Utility to simulate cache behavior with Mattson's Stack Algorithm. This is something I've had to rewrite a number of times for various projects. I finally decided to write it and put it somewhere where I, and others, could reuse it.
Mattson's Stack Algorithm is used to estimate the cache miss rate for a given workload, with any sized cache. Given a trace of memory/disk/object accesses, it can be used to find a cache size that would be appropriate for that workload.

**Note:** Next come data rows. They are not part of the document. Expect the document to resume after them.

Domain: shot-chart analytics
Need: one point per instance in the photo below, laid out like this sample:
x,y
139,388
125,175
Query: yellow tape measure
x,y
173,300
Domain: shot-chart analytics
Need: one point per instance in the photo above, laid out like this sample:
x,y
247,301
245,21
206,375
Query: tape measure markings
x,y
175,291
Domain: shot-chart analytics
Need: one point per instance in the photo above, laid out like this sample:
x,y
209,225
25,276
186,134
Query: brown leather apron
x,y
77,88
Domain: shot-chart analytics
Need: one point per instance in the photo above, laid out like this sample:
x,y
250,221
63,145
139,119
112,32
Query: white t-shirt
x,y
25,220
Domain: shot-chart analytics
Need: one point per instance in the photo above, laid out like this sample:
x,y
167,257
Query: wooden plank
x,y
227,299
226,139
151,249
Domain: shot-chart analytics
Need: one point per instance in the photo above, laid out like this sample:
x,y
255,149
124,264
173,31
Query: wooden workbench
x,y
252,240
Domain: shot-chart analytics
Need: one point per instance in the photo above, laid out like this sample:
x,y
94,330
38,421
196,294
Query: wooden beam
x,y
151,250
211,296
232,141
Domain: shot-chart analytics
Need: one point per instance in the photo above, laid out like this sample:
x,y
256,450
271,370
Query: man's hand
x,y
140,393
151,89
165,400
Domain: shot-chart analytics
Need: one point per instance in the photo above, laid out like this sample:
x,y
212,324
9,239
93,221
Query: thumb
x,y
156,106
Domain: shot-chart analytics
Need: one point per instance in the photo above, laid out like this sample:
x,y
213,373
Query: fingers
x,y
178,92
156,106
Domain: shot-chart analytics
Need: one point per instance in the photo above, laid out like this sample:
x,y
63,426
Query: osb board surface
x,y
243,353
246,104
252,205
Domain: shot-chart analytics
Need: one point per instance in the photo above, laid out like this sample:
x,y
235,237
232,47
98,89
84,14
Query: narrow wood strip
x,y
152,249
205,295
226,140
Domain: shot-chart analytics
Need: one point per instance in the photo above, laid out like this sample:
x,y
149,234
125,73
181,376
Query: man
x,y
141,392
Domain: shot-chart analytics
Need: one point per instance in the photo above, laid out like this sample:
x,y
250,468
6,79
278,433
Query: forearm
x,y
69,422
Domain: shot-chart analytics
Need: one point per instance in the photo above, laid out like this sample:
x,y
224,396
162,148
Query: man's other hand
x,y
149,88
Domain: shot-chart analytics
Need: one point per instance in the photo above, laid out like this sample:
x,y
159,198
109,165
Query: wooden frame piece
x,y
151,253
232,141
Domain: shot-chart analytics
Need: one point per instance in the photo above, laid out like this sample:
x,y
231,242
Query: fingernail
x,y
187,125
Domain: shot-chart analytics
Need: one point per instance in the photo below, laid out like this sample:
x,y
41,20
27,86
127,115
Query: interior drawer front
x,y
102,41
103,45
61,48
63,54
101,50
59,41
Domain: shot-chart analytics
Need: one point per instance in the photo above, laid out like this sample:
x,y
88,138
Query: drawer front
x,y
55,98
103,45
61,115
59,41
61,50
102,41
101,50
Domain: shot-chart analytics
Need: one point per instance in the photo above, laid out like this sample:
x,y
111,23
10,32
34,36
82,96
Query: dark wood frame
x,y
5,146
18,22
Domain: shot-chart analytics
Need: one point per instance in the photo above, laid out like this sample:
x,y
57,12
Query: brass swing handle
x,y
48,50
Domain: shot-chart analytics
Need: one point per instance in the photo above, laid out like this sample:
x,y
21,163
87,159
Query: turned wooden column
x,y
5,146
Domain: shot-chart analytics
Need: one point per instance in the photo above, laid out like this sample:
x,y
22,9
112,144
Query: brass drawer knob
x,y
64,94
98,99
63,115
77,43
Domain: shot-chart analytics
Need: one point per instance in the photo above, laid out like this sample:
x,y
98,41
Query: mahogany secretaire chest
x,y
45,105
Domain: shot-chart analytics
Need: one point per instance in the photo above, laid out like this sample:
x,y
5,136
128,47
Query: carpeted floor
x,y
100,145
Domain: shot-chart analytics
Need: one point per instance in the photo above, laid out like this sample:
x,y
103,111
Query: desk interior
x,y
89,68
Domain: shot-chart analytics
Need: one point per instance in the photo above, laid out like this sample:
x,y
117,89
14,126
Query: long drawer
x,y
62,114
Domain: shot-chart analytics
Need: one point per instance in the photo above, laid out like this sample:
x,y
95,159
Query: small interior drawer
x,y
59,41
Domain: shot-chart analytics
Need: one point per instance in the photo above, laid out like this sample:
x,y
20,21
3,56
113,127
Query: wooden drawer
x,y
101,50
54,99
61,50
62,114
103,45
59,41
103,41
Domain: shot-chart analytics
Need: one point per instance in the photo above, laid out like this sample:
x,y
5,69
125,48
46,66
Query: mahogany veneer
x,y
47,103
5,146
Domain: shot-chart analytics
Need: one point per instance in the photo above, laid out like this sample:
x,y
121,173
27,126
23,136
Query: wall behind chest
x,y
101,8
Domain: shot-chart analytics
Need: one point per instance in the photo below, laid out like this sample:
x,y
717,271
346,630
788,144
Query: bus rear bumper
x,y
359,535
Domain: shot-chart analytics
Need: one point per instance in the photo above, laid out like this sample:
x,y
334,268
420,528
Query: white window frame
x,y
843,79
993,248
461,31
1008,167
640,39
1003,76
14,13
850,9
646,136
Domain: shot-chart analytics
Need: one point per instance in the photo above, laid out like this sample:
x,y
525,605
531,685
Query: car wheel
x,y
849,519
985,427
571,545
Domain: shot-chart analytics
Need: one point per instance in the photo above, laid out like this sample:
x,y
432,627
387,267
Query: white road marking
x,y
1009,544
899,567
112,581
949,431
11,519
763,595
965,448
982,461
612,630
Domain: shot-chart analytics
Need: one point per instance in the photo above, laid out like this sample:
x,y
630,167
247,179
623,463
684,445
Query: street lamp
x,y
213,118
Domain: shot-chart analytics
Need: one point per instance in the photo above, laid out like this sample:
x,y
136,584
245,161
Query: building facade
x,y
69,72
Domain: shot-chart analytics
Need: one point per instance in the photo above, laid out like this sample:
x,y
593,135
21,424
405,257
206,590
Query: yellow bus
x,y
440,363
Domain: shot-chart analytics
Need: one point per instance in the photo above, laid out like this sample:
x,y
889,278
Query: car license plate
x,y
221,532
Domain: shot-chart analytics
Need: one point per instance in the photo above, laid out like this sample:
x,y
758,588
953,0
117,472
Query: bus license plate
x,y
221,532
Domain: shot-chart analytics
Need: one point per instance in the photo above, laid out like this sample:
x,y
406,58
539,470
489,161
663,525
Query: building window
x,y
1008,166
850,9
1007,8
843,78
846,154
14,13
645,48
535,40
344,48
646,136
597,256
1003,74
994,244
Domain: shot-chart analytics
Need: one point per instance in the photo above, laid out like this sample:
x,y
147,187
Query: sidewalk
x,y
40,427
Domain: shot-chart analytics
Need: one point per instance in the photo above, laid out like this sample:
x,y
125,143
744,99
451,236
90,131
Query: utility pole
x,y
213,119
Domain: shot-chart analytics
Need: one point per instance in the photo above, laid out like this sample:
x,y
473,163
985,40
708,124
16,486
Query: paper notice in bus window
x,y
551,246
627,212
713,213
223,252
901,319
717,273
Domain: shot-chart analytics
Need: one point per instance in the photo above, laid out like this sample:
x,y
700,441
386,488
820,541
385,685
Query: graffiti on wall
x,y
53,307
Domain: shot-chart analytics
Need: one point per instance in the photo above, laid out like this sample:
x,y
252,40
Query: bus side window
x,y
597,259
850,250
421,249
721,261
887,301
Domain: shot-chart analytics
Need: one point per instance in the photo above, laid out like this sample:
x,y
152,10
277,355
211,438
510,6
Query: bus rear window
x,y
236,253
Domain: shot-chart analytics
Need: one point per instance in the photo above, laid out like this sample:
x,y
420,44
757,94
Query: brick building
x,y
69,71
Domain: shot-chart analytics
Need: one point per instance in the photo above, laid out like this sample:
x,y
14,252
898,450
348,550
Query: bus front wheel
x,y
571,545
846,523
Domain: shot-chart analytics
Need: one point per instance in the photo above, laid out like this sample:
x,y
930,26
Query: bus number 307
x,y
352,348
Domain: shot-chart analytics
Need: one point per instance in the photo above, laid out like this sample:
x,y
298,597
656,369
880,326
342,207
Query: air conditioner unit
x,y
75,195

It uses the assumption that most real-world caches behave similarly- enough to an LRU that the LRU miss rate is "good enough". The algorithm simulates an LRU cache. For each memory access, it gives the LRU position of that access. By giving it a stream of object IDs, it will print out a stream of LRU positions. A cumulative histogram of these LRU positions is a "miss ratio curve": a plot showing, for each cache size, what the cache hit rate would have been for that cache size.
The stack-distance
program takes object ids as arbitrary strings on standard
input. For each line of input, it prints an integer LRU position. Here's an
example. Object IDs are letters, LRU positions are numbers, and comments begin
with #.
a
9223372036854775807 # INT64_MAX is used for new objects.
b
9223372036854775807
c
9223372036854775807
a
2 # Two unique references since the last reference to a.
a
0 # A was the last reference, so it now has a distance of 0.
b
2 # Even though a has appeared twice, there are only 2 *unique* references
# since the last time we saw b.
a
1
c
2
The output of this utility can be passed to sort -n | uniq -c
to generate a
histogram.
gunzip --stdout twitter_rv.tar.gz |
pv -s 26172280241 -p -t -e -r -a |
stack-distance |
sort -n |
uniq -c > twitter-mrc.txt